Except in my case, nobody was drunk. And every time I hold a door open and get (at the very least) a nasty glare, I'm usually not drinking then either.

 

I guarantee most, if not all men, have some level of that pressure hanging over them, even if you don't think they're thinking of it. Most of us (including myself) do not partake in messy work relationships, respect boundaries, respect others, and live a normal happy life. But the pressure still hangs over us all.

In your case you gave a coworker a massage and others rightly reported you for doing so. You admittedly shouldn't have done it, but you cope with it by believing she felt it was consensual behavior, even though it was completely inappropriate for the workplace, likely against workplace rules, and you have no true way of knowing if she actually was okay with it or reported you herself. Because even if she said she did not, you will never know.

30 minutes ago, Boris Farage said:

I see. So we're never supposed to blame the women. But it's my own fault if I fall victim to false accusations because I went out for drinks and wanted to make sure someone got home ok.

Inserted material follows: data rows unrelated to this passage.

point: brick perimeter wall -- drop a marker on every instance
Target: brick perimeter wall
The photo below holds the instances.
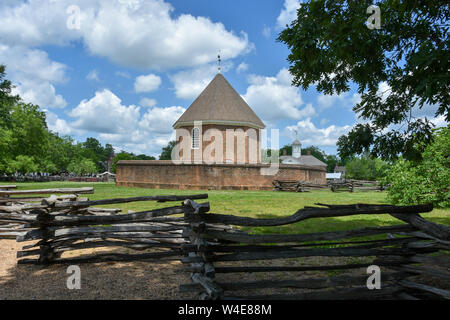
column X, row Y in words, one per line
column 167, row 175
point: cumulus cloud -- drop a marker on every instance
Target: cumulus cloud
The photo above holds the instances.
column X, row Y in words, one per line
column 34, row 75
column 56, row 124
column 274, row 98
column 267, row 32
column 147, row 83
column 242, row 67
column 93, row 76
column 309, row 134
column 143, row 34
column 125, row 127
column 104, row 113
column 160, row 120
column 190, row 83
column 288, row 13
column 147, row 102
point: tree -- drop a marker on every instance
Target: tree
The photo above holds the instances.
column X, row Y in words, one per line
column 122, row 155
column 84, row 166
column 29, row 133
column 422, row 182
column 332, row 161
column 7, row 101
column 23, row 164
column 366, row 168
column 166, row 153
column 331, row 46
column 316, row 152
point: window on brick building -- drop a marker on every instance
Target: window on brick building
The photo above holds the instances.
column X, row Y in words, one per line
column 195, row 138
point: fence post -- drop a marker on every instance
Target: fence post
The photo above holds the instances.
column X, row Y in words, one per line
column 46, row 253
column 204, row 272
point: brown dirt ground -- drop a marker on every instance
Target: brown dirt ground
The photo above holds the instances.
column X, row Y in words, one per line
column 157, row 280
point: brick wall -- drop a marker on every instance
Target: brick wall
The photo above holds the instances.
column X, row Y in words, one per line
column 167, row 175
column 237, row 156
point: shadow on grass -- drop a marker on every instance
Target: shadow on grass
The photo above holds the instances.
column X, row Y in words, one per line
column 104, row 280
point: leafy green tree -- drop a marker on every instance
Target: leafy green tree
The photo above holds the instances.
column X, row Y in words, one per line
column 366, row 168
column 166, row 153
column 122, row 155
column 144, row 157
column 29, row 134
column 7, row 101
column 332, row 161
column 331, row 46
column 316, row 152
column 23, row 164
column 81, row 167
column 287, row 148
column 427, row 181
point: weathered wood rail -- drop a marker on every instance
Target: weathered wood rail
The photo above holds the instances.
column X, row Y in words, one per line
column 60, row 226
column 402, row 257
column 355, row 185
column 296, row 185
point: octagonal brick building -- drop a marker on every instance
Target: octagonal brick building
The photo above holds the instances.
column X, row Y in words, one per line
column 221, row 116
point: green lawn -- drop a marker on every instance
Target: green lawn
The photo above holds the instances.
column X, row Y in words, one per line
column 258, row 204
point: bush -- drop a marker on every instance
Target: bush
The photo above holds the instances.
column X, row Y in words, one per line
column 427, row 181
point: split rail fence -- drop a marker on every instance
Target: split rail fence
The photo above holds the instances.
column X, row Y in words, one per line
column 58, row 226
column 403, row 257
column 355, row 185
column 296, row 185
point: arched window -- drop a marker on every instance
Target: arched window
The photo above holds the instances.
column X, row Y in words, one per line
column 195, row 138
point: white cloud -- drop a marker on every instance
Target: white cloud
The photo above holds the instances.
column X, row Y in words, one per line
column 143, row 34
column 56, row 124
column 104, row 113
column 266, row 32
column 147, row 102
column 288, row 13
column 190, row 83
column 160, row 120
column 242, row 67
column 123, row 74
column 147, row 83
column 93, row 76
column 39, row 93
column 274, row 98
column 34, row 75
column 309, row 134
column 121, row 125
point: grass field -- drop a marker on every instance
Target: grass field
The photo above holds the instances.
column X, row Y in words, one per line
column 258, row 204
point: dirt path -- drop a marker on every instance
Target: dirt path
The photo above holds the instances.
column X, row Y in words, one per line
column 131, row 280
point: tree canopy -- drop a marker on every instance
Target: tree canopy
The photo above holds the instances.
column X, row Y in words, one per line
column 422, row 182
column 332, row 47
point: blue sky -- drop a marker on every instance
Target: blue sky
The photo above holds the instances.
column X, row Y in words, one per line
column 123, row 71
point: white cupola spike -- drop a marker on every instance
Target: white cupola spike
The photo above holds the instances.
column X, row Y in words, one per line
column 296, row 147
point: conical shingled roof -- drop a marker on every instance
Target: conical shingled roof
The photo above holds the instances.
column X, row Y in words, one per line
column 219, row 103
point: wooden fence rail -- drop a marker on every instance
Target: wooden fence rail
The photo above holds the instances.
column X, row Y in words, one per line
column 61, row 226
column 402, row 257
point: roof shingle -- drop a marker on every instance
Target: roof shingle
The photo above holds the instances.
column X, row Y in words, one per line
column 219, row 103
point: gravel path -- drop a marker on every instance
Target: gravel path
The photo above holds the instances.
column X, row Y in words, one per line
column 106, row 280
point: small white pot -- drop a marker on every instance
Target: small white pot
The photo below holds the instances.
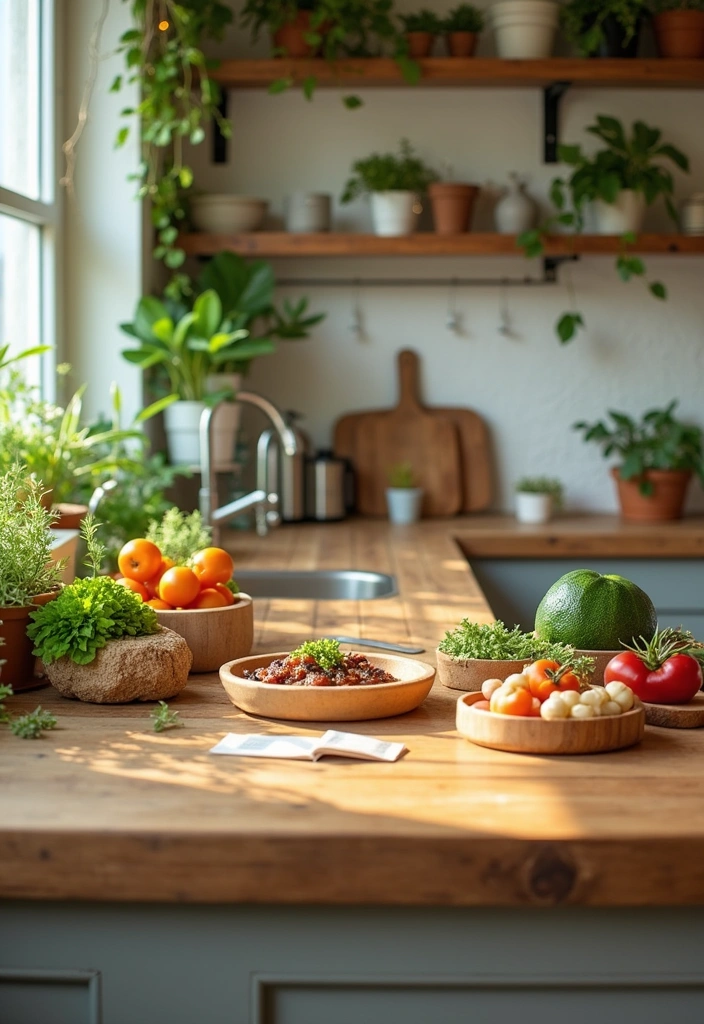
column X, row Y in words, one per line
column 182, row 424
column 403, row 505
column 626, row 214
column 393, row 213
column 524, row 29
column 532, row 507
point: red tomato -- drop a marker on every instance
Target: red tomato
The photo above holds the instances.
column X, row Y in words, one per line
column 676, row 681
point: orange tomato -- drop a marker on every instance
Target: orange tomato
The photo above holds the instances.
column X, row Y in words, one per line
column 209, row 598
column 139, row 560
column 213, row 565
column 546, row 676
column 178, row 587
column 137, row 588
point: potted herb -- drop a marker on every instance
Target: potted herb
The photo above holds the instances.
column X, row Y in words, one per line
column 462, row 28
column 658, row 455
column 603, row 28
column 537, row 499
column 678, row 28
column 28, row 571
column 420, row 32
column 474, row 652
column 395, row 183
column 403, row 497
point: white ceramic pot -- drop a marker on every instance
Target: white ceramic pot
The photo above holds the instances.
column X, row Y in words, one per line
column 182, row 425
column 394, row 213
column 227, row 214
column 625, row 214
column 524, row 29
column 403, row 505
column 533, row 508
column 227, row 418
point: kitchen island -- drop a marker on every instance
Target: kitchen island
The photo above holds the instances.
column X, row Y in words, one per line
column 457, row 881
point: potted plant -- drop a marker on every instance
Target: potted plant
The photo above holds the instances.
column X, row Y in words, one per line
column 524, row 29
column 28, row 571
column 462, row 27
column 395, row 183
column 658, row 454
column 678, row 28
column 420, row 32
column 403, row 497
column 537, row 499
column 603, row 28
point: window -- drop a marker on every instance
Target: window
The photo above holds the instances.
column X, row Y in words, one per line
column 28, row 205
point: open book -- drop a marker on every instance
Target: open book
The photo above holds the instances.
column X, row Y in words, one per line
column 346, row 744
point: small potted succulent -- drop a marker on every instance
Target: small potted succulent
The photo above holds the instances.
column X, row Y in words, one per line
column 658, row 454
column 462, row 27
column 678, row 28
column 403, row 497
column 537, row 499
column 395, row 184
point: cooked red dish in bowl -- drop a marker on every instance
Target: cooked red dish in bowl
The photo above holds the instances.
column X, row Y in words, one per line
column 303, row 670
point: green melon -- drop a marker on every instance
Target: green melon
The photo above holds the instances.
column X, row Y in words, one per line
column 595, row 612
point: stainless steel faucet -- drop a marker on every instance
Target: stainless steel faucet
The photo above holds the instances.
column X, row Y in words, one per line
column 262, row 500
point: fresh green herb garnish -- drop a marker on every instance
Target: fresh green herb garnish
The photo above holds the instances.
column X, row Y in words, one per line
column 163, row 718
column 325, row 652
column 494, row 642
column 31, row 726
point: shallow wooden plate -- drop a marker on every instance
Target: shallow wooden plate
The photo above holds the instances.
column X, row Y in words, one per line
column 535, row 735
column 328, row 704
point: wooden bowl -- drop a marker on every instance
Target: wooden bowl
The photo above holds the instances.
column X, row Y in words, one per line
column 535, row 735
column 330, row 704
column 214, row 635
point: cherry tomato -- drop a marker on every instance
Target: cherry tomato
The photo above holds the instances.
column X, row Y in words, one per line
column 676, row 681
column 178, row 587
column 213, row 565
column 139, row 559
column 137, row 588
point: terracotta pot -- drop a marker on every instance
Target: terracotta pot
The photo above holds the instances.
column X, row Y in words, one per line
column 291, row 37
column 462, row 44
column 452, row 206
column 420, row 43
column 679, row 33
column 664, row 503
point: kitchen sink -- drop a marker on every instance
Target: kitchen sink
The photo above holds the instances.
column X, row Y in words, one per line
column 324, row 585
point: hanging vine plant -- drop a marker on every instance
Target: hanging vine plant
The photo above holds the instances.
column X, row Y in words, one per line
column 163, row 55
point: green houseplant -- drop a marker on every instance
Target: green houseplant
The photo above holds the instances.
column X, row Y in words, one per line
column 395, row 183
column 658, row 455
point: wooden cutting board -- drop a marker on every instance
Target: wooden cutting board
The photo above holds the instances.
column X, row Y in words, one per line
column 475, row 455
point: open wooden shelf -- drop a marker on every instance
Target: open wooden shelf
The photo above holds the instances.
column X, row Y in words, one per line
column 272, row 244
column 360, row 72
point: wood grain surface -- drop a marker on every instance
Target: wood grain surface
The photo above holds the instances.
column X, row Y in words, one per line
column 104, row 809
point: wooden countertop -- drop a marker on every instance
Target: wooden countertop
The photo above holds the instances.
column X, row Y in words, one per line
column 104, row 809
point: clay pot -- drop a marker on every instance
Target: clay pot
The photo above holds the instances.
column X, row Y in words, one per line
column 679, row 33
column 452, row 206
column 291, row 37
column 663, row 504
column 420, row 43
column 462, row 44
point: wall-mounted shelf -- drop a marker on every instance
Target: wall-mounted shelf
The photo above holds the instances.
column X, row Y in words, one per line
column 281, row 244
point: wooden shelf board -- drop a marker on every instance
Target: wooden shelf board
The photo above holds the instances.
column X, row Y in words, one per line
column 490, row 72
column 281, row 244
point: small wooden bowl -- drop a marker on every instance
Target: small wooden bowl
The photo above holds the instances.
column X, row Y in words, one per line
column 330, row 704
column 535, row 735
column 214, row 635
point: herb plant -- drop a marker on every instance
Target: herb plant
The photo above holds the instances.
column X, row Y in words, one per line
column 494, row 642
column 659, row 440
column 388, row 172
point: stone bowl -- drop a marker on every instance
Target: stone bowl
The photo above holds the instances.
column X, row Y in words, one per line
column 328, row 704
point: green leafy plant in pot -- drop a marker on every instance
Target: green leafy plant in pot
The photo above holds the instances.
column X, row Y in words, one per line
column 618, row 183
column 658, row 455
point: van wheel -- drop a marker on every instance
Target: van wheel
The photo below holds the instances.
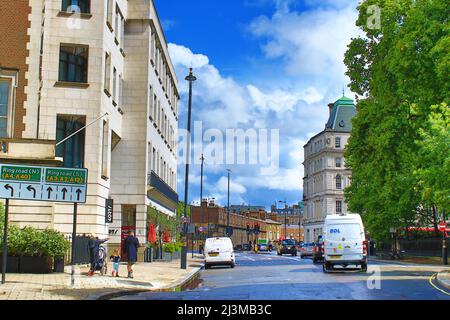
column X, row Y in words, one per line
column 327, row 267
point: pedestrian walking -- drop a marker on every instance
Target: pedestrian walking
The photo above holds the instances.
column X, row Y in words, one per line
column 94, row 248
column 130, row 248
column 116, row 262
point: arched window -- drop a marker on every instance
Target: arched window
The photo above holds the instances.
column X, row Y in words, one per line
column 338, row 182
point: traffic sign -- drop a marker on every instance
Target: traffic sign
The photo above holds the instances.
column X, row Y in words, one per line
column 43, row 183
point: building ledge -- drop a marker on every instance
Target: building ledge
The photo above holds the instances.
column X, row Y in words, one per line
column 66, row 14
column 75, row 85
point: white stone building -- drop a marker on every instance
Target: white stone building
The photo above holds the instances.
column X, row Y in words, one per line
column 109, row 57
column 325, row 175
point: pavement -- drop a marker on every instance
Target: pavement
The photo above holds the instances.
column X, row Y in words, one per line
column 266, row 276
column 443, row 279
column 155, row 276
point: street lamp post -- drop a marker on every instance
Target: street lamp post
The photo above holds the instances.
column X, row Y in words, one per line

How about not putting yourself in that situation? You state that women should not do risky behavior, it works both ways. You state any accusations resulting in your behavior will always be false - but we do not know this. You are a poster on the internet, and we only have your say so. For every rape, assault, murder, and molestation that really occurs will have the abuser insisting they didn't do it or have a million lies and justifications for doing it. If you take a drunk woman home, there is no need to enter her home, or even put a blanket on her. You can choose to not take her home, you can choose to gather a bunch of non-drunk reliable persons to be witnesses to take her home, or you can call her a cab - you can even be just concerned about your own self and not worry about her. You can not go out drinking altogether. You have choices to make. Make smart ones.